Tema central: forma nominal do verbo
Análise das alternativas
A
Certa
"Conduzido" é forma nominal do verbo "conduzir", empregada como particípio em uma estrutura reduzida que qualifica "o trabalho". No contexto, equivale a "tendo sido conduzido" ou "que foi conduzido", confirmando o particípio passado e não uma flexão em modo e tempo.
B
Errada
Está errada porque "Conduzido" não está no pretérito perfeito do indicativo. A forma de pretérito perfeito de "conduzir" seria "conduziu". No período, quem está no pretérito perfeito do indicativo é "acompanhou", não a palavra destacada.
C
Errada
Está errada porque o pretérito imperfeito do indicativo de "conduzir" teria forma como "conduzia", e não "conduzido". A alternativa confunde referência a passado com classificação morfológica da forma verbal.
D
Errada
Está errada porque o pretérito imperfeito do subjuntivo de "conduzir" teria forma como "conduzisse", não "conduzido". A palavra destacada não está flexionada em subjuntivo; é particípio.
Pegadinha da questão
A banca explora a confusão entre ideia de passado e tempo verbal. Como "Conduzido" aparece no início do período, o candidato pode tratá-lo como verbo principal, mas o verbo finito é "acompanhou"; "Conduzido" é forma nominal.

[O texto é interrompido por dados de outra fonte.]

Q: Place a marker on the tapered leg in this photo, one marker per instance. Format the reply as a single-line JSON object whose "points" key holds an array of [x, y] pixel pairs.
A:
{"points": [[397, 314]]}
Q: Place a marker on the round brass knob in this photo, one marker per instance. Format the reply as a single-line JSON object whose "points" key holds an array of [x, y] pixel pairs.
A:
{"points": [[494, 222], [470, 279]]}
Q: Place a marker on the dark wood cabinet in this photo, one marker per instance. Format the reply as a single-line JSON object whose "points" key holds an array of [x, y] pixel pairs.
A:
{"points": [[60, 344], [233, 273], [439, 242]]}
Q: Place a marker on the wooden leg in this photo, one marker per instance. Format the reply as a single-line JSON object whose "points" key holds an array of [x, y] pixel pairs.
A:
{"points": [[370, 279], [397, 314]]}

Dica para questões semelhantes
  • Separe a forma nominal do verbo realmente conjugado no período; aqui, "acompanhou" é a forma finita, e "Conduzido" não é.
  • Se a palavra puder equivaler a "que foi..." ou "tendo sido...", há forte indício de particípio em oração reduzida.
  • Não classifique pela noção geral de passado; verifique se a forma tem marca de modo e tempo ou se é forma nominal do verbo.